SUBANG - Pandemi Covid-19, menyisakan duka bagi semua kalangan masyarakat. Tak hanya membuat ambruk sektor ekonomi dan wisata, penyakit ini juga dampaknya meluas kemana-mana. Termasuk, batalnya penyelenggaraan ibadah haji 2020 akibat penyakit mematikan tersebut.
Kebijakan batalnya ibadah haji ini, membuat sejumlah calon jamaah bersedih. Salah satunya, dirasakan oleh Idah Royani Pratama (36).

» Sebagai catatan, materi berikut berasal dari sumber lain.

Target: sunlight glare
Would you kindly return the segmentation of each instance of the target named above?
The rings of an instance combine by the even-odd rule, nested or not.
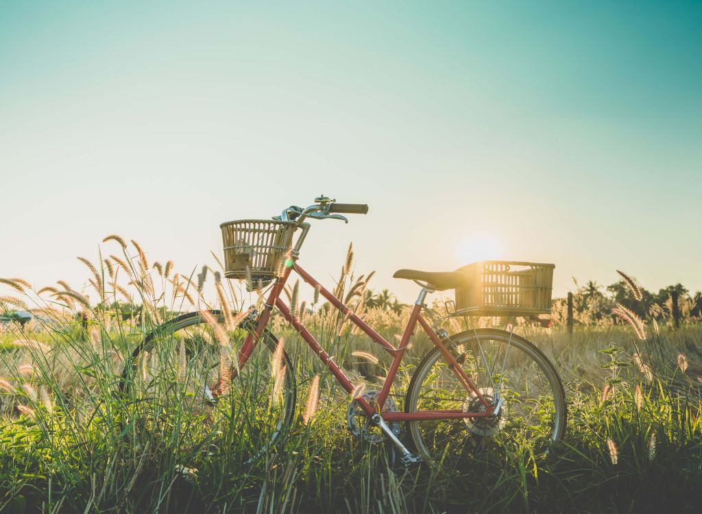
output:
[[[503,258],[497,239],[489,234],[474,234],[461,242],[458,255],[463,265]]]

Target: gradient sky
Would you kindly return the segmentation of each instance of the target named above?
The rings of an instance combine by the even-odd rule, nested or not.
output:
[[[300,263],[555,263],[702,289],[702,8],[0,4],[0,276],[76,289],[108,234],[181,271],[320,193]],[[114,251],[114,246],[110,251]],[[109,253],[109,252],[107,252]]]

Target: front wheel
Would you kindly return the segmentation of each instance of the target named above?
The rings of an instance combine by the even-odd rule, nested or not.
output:
[[[483,397],[501,407],[494,416],[408,422],[415,448],[425,461],[458,470],[486,445],[516,444],[539,452],[560,440],[566,426],[565,394],[538,348],[516,334],[489,329],[457,334],[451,347]],[[428,410],[485,410],[438,348],[417,367],[405,400],[406,412]]]
[[[119,388],[133,407],[140,430],[169,434],[207,428],[226,419],[249,458],[274,444],[295,415],[294,368],[278,340],[265,331],[258,347],[231,384],[213,403],[208,391],[228,377],[248,331],[227,331],[211,311],[179,316],[150,333],[132,352]],[[277,350],[278,351],[277,352]],[[213,417],[214,416],[214,417]]]

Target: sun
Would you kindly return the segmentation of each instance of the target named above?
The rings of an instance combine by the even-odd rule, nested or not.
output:
[[[457,253],[463,264],[502,257],[499,242],[490,234],[473,234],[462,239],[458,245]]]

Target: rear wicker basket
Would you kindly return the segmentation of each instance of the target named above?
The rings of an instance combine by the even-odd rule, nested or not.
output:
[[[283,269],[292,247],[296,225],[292,221],[239,220],[222,223],[224,276],[255,284],[268,282]]]
[[[483,261],[457,271],[467,285],[456,289],[456,309],[481,316],[529,315],[551,312],[553,264]]]

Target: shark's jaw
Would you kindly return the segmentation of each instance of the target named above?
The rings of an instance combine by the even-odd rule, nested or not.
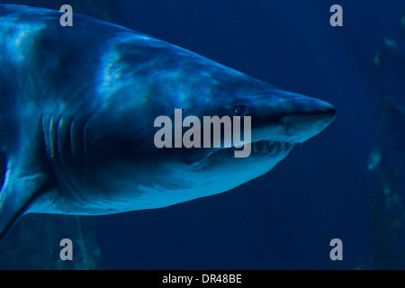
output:
[[[235,146],[230,148],[220,148],[210,151],[202,158],[191,161],[188,164],[195,168],[206,167],[210,163],[216,160],[231,160],[235,158],[235,151],[240,151],[249,147],[249,157],[255,158],[256,161],[268,160],[269,158],[284,158],[292,149],[294,144],[291,142],[281,142],[275,140],[259,140],[255,142],[245,143],[244,147],[237,148]],[[241,158],[243,161],[243,158]]]

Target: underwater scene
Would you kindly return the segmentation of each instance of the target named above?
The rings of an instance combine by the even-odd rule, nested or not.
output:
[[[0,0],[0,270],[405,269],[405,1]]]

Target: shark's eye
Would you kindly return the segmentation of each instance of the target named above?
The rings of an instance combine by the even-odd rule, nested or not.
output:
[[[233,108],[233,112],[237,116],[243,117],[243,116],[245,116],[245,113],[246,113],[246,106],[243,106],[243,105],[236,106],[235,108]]]

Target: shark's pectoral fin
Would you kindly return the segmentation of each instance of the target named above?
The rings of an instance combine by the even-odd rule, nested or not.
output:
[[[32,201],[44,188],[47,176],[31,176],[13,166],[7,167],[0,192],[0,240],[18,219],[26,213]]]

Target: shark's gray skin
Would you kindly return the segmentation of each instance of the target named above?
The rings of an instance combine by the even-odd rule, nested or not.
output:
[[[325,129],[335,108],[133,31],[0,5],[0,237],[29,212],[102,215],[216,194]],[[250,116],[252,154],[162,148],[154,121]]]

Bidan Desa Cigugur Kaler, Kecamatan Pusakajaya, Kabupaten Subang, Jabar ini, seharusnya bisa berangkat haji pada tahun ini.
"Tetapi, tahun ini penyelenggaraan ibadah hajinya batal," ujarnya yang bekerja di Puskesmas Karanganyar ini, kepada Okezone, Rabu (3/6/2020).
Sebenarnya, bidan desa ini tidak kecewa. Apalagi, dirinya juga harus menjadi garda terdepan, untuk membantu pemerintah dalam mengatasi corona ini. Tetapi, impiannya berhaji yang sudah ditunggunya selama delapan tahun terakhir ini, harus buyar.